Common Questions About ThinkStack MCP
How do I list all my chatbots with ThinkStack MCP Server? +
Run the list_bots tool. This returns a manifest of every bot name and basic metadata under your account, letting you know exactly which bot to query next.
What is the best way to update the knowledge base using ThinkStack MCP Server? +
You should use add_source. Just provide the URL or document path, and the tool handles the crawling and indexing process. It’s much cleaner than manual uploads.
Can I view old chat records using ThinkStack MCP Server? +
Yes, you can first use list_conversations to get a list of IDs. Then, pass one of those IDs into the get_conversation tool to pull up the full message history.

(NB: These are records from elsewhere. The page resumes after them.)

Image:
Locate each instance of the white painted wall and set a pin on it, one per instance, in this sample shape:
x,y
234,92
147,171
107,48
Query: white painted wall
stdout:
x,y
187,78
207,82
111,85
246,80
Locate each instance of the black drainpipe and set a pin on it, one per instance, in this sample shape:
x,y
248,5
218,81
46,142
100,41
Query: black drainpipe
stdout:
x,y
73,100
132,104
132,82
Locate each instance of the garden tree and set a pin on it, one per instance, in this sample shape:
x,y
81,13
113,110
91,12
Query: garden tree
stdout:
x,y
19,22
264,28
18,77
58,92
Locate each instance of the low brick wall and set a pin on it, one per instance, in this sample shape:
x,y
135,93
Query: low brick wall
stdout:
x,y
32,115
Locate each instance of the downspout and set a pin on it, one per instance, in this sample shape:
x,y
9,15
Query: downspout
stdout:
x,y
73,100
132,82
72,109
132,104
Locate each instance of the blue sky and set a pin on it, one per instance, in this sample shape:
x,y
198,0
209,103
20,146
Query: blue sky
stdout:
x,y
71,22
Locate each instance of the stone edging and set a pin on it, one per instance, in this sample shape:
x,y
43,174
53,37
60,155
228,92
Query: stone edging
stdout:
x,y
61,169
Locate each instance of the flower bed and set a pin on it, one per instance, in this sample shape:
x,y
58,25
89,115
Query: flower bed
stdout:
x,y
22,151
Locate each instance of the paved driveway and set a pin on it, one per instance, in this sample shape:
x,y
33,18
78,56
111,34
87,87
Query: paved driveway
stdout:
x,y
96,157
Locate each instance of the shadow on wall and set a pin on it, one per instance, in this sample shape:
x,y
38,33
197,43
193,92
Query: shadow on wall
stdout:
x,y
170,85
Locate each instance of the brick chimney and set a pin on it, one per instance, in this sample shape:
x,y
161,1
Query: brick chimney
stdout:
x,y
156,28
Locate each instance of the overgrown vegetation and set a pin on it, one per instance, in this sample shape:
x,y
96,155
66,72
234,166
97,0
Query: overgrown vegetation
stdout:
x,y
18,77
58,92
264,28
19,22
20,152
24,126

Do I need to check status before querying with ThinkStack MCP Server? +
It's best practice. Always run check_thinkstack_status first. This prevents your agent from failing mid-workflow due to a temporary API outage.
How do I authenticate my AI client with ThinkStack MCP Server? +
You must retrieve an API Key from your ThinkStack dashboard. This key provides the necessary credentials for your AI agent to connect and execute tools on your behalf.
What does the `list_actions` tool do in ThinkStack MCP Server? +
The list_actions tool shows all configured REST API actions available for your chatbots. You use this list to see which external functions, like sending emails or updating records, your AI agent can trigger.
How do I audit the knowledge sources using ThinkStack MCP Server? +
Use the list_sources tool to retrieve a comprehensive list of all indexed knowledge bases. This allows you to verify which URLs or documents are currently contributing data to your chatbots.
What affects the response time when I use `send_query` with ThinkStack MCP Server? +
The complexity and volume of retrieved context dictate the speed of the AI response. Keeping queries focused and ensuring sources are indexed helps maintain fast, reliable query performance.
How do I query my chatbot via AI agent? +
Use the send_query tool with the bot ID and your message. The chatbot responds based on its trained knowledge base.
Can I manage knowledge sources programmatically? +
Yes. Use add_source to add new URLs, list_sources to browse, and delete_source to remove outdated sources from any chatbot.
How do I review chat conversations? +
Use list_conversations to see all chats for a bot, then get_conversation to read the full message history of any specific session.
Use it with your favorite AI tools
Connect this server to Cursor, Claude, VS Code, and more.